My mares past owner galloped her on trails for years, when I first got her I thought she always tried to run because she _wanted _to. I've paid alot of attention to her while lunging and being ridden, truth be told it seems like she WANTS to be a calm horse, but it's been instilled in her head that she needs to RUN and not stop until the rider dismounts. I've spent the majority of my time riding her getting her to walk and be comfortable doing so.


----------



## kmdstar (Nov 17, 2009)

Have you ever had a chiropractor out for her? If not and you can afford it, I'd look into it. She could just be having back pain which would make her act out while being groomed (brushing down her back = pain) and undersaddle. My moms mare is very aggressive while being groomed and we thought it could be a back issue, she's completely fine undersaddle though. She also gets extremely p*ssy when you touch her flanks, we were sure that was a pain thing but if she's distracted it doesn't bother her so it's hard to say with her.


----------



## Gidget (Jan 19, 2010)

Hey you all. Thank you very much for the info.

I am wondering if it is her past because the person that sold her said she us to be a gaming horse and when asked to run or anything he mentioned she would always pin her ears back. She does that with me but when I was galloping with her at the fairground she slowly began to pick her ears up. 
She hates being saddled but once she is she is fine and she loves just walking around. I know this because she is looking around and her ears are perked all the way up.

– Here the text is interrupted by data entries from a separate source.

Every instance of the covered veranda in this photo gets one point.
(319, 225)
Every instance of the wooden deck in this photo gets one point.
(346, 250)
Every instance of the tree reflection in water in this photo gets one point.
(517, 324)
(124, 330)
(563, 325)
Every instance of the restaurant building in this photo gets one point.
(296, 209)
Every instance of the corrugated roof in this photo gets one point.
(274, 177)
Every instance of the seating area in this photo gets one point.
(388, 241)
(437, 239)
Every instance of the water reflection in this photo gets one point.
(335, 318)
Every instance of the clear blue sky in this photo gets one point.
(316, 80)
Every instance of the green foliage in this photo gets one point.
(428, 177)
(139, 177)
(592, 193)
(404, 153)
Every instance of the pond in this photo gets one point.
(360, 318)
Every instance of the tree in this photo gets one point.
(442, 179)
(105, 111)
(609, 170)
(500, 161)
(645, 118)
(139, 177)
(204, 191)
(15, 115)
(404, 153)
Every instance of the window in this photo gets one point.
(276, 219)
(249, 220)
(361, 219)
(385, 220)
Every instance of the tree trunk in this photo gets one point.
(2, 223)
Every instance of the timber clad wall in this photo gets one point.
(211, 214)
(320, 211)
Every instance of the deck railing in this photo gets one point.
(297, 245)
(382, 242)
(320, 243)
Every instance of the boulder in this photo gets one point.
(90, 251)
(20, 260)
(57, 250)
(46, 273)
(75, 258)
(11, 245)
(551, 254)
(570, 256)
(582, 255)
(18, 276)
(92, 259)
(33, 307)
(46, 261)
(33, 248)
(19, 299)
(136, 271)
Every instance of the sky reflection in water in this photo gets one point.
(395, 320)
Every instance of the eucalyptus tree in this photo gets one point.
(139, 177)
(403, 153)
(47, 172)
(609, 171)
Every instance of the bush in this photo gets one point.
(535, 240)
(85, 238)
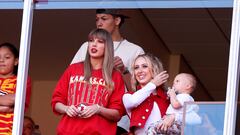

A ten year old owned her and the person we got her from said she was spurred a lot due to doing gaming. Maybe it's just drilled into her head that she has to run when she hears a kiss noise? I know she hesitates when you ask her but then she will do it. She prefers trotting...which is H*ll on my body but I am working on getting better.

I called the vet and she told me to check for signs of her needing her teeth done so I did and everything..she is seems to be doing fine. After I moved her to the stables she decided that it was okay to take the bit..maybe I was pinching her? But now she takes the bit. 

She gets a bit annoyed when I touch her withers but once I do start petting her she is fine.


----------